Vaborbactam br Quantification of Viral Genomes and
Quantification of Viral Genomes and Infective Viral Particles
Cellular DNA and viral DNA were obtained from cellular extracts us-ing UltraClean BloodSpin DNA Isolation Kit. Adenoviral genomes were analyzed by qPCR on a ViiA7 System (Applied Biosystems), us-ing SYBER Green I Master plus mix (Roche) and the primer set 4 (Table S4). The adenoviral copy number was quantified with a stan-dard curve of adenovirus DNA dilutions (using 102–107 copies) in a background of genomic DNA. Viral DNA was expressed relative to the cellular DNA content, determined by qPCR using albumin 12 intron primers (primer set 5; Table S4) and a standard curve of genomic DNA and corrected by the number of Vaborbactam per well. Infective viral particles were determined by viral DNA quantification in A549 at 4 hr PI.
Total RNA was obtained from cell cultures using miRNeasy Mini RNA Extraction Kit (QIAGEN). About 10 ng total RNA was reverse transcribed using Applied Biosystems TaqMan MicroRNA Reverse Transcription Kit and stem-loop primers (Thermo Fisher Scientific), according to the manufacturers’ instructions. Applied Biosystems TaqMan Universal PCR Master Mix No AmpErase UNG, qPCR probes (Thermo Fisher Scientific), and 1.5 mL RT reaction were used for the qPCR amplification reaction, performed as indicated by the manufacturer. Expression data were normalized to small nucleolar RNA U6 expression (RNU6B). The following stem-loop primers and qPCR probes were purchased from Applied Biosystems TaqMan MicroRNA Assay (Thermo Fisher Scientific): RNU6B (001093), hsa-miR-99b* (002196), hsa-miR-99b (000436), hsa-miR-485-3p (001277), and hsa-miR-485-5p (001036). Reactions were per-formed on a ViiA7 System.
In Vivo Competition Assay
Subcutaneous tumors were generated in 8-week-old male athymic nude Foxn 1nu nu/nu mice (ENVIGO) by injecting 2 106 PANC-1 or MIA PaCa-2 cells embedded in a ratio 1:1 of Matrigel (BD Biosciences) into each flank. Tumors were measured twice per week, and their volumes were calculated using the formula V = D d2 pO6. Mice were randomly assigned to different groups of treatment. Once tumor volume reached a median of 200 mm3, mice were intravenously administered a 1:1 mixture of AdwtE:AdwtE miR-99b or AdwtE:AdwtE miR-485 (2 1010 vp/ animal). Animals were sacrificed 12 days after virus administration and tumors were collected. To determine the number of infective par-ticles of each virus, tumors were mechanically homogenized in PBS 1 , followed by three freeze-thaw cycles. Cell debris was eliminated by centrifugation, and a fraction of the supernatant was titrated (as above) using specific primer sets for each virus (Table S2). The results were corrected by the sample protein content, as determined by the BCA Protein Assay Kit (Thermo Fisher Scientific). Animal proced-ures met the guidelines of European Community Directive 86/609/ EEC and were approved by the Local Ethical Committee.
Antitumoral Efficacy Study
PANC-1 subcutaneous tumors were established as described above. Mice were randomly assigned to different groups of treatment, and they were intravenously administered with a single dose of saline so-lution or virus (2 1010 or 4 1010 vp/animal) when tumor volumes reached a median of 100 mm3. Tumors were measured twice per week. Animals were euthanized 40 days after virus administration and tumors were collected.

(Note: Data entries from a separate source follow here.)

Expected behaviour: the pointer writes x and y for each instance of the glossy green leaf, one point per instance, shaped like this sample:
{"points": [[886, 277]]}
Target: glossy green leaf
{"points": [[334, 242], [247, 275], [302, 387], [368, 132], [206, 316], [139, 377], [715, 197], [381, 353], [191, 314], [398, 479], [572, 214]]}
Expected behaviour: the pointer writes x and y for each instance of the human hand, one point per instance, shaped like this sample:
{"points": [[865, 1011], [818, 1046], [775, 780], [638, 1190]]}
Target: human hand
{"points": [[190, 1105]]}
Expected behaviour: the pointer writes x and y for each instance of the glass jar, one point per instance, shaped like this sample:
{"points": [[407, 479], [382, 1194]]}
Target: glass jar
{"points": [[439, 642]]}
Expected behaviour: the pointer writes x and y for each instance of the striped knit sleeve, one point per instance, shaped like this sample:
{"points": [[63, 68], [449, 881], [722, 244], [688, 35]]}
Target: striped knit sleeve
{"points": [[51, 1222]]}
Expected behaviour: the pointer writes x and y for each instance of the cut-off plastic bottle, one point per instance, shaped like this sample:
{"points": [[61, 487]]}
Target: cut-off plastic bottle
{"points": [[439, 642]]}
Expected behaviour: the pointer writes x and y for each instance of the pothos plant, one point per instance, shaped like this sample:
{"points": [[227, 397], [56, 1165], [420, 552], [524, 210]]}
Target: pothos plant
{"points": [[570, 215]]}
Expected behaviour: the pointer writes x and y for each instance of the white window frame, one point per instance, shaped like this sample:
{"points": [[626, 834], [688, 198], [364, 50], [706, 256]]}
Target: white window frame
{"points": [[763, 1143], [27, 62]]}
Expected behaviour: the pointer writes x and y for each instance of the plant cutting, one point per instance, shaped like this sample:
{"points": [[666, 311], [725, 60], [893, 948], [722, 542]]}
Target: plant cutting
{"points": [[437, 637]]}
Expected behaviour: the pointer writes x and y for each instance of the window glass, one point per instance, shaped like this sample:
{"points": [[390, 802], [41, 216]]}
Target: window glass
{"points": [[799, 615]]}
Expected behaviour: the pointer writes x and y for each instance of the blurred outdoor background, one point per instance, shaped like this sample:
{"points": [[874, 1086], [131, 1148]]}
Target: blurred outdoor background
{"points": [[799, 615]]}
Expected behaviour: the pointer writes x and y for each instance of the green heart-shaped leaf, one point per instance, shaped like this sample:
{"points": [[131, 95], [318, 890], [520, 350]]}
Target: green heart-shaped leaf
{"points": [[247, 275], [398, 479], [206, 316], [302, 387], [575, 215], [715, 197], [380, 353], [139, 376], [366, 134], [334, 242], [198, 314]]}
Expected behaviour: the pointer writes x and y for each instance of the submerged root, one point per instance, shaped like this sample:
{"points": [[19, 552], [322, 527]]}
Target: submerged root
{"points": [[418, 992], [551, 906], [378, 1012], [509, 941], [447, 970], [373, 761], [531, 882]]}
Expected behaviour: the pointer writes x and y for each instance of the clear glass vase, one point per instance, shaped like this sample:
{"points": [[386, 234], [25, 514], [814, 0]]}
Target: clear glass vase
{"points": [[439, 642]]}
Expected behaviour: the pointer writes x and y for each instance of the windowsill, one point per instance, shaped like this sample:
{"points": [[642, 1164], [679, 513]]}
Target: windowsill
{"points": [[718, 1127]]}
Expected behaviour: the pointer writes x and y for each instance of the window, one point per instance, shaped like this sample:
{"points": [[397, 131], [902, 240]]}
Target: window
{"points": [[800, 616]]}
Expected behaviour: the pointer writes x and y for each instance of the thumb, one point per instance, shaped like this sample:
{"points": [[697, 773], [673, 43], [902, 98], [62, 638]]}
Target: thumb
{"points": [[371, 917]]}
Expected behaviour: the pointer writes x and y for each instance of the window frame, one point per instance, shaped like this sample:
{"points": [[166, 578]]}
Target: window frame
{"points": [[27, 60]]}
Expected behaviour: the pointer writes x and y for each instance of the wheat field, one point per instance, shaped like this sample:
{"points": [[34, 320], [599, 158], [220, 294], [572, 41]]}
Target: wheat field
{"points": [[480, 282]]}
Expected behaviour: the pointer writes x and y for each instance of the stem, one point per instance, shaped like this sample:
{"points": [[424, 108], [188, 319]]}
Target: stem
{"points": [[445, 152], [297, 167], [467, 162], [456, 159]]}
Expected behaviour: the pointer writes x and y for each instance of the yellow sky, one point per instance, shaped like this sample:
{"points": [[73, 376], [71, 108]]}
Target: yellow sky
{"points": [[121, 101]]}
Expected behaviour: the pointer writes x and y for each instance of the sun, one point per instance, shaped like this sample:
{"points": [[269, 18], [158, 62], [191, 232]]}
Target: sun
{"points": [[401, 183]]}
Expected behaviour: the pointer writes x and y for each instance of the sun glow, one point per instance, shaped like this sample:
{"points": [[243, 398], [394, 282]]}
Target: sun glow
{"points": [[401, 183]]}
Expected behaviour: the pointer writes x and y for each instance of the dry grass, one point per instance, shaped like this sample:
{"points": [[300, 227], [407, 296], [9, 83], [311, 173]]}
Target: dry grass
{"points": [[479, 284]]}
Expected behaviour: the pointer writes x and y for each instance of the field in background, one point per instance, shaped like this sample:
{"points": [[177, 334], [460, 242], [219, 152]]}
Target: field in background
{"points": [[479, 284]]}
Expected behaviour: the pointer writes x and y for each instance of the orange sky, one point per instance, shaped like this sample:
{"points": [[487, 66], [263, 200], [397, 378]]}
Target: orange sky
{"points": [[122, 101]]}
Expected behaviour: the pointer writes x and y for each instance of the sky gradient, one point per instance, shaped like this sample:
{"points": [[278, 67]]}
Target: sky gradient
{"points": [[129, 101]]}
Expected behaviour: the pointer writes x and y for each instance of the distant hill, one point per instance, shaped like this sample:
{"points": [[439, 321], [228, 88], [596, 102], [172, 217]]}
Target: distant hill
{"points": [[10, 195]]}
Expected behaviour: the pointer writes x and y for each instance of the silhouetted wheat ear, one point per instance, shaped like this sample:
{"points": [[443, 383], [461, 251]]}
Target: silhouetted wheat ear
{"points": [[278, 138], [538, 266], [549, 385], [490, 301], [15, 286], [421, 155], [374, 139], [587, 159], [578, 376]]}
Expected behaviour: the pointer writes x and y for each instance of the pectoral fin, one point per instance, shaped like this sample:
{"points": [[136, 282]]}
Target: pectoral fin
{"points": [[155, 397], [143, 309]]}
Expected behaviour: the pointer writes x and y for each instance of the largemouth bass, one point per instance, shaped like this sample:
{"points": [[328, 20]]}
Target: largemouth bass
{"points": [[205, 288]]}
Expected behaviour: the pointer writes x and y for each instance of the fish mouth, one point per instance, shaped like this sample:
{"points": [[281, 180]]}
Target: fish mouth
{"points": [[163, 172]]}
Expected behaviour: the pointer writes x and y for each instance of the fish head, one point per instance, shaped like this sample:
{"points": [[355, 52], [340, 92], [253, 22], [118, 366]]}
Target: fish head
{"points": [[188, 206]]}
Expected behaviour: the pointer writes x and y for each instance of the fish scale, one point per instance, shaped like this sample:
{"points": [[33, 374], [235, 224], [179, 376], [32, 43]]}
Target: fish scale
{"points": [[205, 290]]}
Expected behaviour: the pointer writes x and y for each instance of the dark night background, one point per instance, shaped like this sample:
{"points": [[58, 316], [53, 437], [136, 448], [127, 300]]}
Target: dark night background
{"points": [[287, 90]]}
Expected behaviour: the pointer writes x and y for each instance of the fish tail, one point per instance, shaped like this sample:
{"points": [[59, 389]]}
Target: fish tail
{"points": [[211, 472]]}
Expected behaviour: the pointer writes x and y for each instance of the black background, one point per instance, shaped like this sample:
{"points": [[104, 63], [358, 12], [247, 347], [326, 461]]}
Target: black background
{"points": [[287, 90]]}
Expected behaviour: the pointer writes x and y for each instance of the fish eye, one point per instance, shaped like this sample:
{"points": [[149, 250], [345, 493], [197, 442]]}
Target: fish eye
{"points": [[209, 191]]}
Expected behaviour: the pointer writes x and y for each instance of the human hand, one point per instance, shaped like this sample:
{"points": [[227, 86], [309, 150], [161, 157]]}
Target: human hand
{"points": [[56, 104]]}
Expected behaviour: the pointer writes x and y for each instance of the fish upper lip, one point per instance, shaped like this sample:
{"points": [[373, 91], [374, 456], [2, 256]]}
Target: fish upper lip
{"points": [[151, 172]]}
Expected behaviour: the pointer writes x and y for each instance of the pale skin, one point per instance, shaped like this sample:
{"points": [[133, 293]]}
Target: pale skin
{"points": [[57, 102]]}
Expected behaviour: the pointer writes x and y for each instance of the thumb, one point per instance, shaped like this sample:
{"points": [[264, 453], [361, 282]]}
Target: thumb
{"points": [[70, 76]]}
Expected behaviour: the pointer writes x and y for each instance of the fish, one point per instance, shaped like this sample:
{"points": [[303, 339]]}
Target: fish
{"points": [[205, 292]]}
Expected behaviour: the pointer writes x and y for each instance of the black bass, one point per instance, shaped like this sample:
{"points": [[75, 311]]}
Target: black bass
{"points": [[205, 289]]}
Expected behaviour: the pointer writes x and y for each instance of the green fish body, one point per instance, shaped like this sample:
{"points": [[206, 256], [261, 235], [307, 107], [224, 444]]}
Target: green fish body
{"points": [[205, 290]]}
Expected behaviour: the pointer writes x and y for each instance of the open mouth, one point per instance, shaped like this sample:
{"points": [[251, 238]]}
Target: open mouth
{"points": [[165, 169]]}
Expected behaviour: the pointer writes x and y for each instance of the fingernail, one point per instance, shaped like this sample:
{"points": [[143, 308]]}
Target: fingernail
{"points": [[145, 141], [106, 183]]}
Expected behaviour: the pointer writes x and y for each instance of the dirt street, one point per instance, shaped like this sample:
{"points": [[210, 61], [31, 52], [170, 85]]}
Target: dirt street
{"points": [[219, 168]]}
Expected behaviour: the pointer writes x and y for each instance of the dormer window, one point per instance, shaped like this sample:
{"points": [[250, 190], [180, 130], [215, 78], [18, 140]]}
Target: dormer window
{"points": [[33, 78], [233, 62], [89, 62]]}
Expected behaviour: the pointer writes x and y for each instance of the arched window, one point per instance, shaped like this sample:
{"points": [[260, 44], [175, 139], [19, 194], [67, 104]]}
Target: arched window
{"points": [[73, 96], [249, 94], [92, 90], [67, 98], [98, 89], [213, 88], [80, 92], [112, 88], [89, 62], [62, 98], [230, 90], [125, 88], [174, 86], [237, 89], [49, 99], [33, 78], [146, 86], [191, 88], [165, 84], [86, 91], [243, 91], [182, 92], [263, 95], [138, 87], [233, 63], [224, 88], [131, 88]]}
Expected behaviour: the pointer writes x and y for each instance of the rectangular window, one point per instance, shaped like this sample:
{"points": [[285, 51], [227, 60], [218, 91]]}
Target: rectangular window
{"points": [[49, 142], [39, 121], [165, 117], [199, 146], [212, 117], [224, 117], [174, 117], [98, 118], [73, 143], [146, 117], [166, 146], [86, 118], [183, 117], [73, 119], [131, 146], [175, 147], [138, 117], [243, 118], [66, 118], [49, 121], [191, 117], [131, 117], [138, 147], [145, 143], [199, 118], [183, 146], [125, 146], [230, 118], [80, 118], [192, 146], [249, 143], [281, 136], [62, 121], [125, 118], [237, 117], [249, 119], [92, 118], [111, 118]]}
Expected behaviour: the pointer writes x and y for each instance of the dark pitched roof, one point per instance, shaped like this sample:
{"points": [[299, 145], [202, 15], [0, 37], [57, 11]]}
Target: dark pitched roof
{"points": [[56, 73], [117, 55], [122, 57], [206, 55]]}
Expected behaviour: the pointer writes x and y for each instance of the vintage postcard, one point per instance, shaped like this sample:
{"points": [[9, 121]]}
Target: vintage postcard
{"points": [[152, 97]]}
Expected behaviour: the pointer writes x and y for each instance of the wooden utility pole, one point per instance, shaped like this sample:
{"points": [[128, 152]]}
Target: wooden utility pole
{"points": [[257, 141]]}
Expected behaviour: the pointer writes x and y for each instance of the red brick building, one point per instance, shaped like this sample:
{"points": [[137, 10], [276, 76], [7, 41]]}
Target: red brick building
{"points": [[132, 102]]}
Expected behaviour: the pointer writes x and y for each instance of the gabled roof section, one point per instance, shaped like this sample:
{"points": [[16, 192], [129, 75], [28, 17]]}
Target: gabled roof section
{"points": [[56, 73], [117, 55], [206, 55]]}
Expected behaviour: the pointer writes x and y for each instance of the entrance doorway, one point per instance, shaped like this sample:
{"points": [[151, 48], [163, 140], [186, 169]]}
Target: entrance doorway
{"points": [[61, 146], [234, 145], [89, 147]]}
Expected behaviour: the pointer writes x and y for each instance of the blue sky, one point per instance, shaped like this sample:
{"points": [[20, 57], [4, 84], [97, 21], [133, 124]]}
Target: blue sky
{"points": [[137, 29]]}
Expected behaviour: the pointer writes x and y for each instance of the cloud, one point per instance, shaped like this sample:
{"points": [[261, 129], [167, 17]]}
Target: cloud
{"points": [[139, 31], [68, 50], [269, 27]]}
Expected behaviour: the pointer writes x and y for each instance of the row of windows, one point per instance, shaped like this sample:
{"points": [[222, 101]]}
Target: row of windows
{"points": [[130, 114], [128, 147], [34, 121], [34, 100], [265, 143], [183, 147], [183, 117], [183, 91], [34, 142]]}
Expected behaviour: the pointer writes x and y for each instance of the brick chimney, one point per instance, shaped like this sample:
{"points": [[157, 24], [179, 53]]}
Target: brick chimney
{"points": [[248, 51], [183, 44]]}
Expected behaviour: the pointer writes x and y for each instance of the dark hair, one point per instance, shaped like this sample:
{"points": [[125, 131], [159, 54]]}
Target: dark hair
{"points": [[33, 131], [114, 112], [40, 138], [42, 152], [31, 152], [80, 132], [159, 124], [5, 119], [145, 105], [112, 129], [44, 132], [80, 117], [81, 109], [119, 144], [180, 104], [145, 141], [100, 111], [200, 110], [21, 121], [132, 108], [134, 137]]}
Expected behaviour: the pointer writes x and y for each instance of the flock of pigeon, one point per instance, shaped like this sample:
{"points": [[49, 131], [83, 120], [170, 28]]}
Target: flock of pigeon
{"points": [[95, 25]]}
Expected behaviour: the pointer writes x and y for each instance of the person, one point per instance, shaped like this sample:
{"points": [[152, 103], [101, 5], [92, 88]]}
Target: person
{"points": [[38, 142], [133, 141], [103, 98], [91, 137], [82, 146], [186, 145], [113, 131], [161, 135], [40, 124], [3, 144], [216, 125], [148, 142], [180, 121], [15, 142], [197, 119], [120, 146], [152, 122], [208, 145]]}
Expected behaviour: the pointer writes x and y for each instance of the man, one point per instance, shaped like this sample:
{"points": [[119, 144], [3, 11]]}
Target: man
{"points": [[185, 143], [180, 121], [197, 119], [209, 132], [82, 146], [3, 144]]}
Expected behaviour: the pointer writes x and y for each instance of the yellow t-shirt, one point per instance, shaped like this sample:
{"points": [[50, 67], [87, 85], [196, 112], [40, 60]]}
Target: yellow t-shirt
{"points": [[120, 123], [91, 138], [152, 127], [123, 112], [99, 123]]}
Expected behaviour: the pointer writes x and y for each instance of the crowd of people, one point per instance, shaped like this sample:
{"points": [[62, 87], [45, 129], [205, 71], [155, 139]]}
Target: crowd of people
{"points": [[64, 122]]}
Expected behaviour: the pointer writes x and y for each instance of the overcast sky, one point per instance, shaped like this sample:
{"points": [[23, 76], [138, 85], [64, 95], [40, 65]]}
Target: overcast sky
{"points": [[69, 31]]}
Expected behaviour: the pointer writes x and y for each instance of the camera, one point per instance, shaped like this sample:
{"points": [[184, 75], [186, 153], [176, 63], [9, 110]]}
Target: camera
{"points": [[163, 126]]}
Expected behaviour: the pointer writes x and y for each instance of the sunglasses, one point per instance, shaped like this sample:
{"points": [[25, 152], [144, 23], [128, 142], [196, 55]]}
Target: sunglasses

Experimental data are represented by the mean ± SEM of at least three independent experiments. Statistical analysis was performed on GraphPad Prism version (v.)6.01. Statistical differences were eval-uated using a 2-tailed non-parametric Mann-Whitney test or a one-sample t test; p < 0.05 was taken as the level of significance. The in vivo tumor growth statistical analysis was evaluated using R v.2.14.1 soft-
ware with a linear mixed-effect model using the Ime4 package. Statis-tical differences were evaluated using a multiple comparison of means by Tukey contrasts; p < 0.05 was taken as the level of significance.
Supplemental Information includes eight figures, five tables, and Sup-plemental Materials and Methods and can be found with this article online at https://doi.org/10.1016/j.ymthe.2018.09.016.
M.R.-R. designed and performed the experiments and contributed to manuscript writing. G.R. contributed to the CRISPR-Cas9 experi-ments and cytotoxicity studies. M.A.M. contributed to target valida-tion and nanoparticle experiments. M.G. provided miRNA NGS data of PDAC and healthy tissue. R.A. provided some reagents and exper-tise and contributed to manuscript writing. C.F. coordinated the study and wrote the manuscript.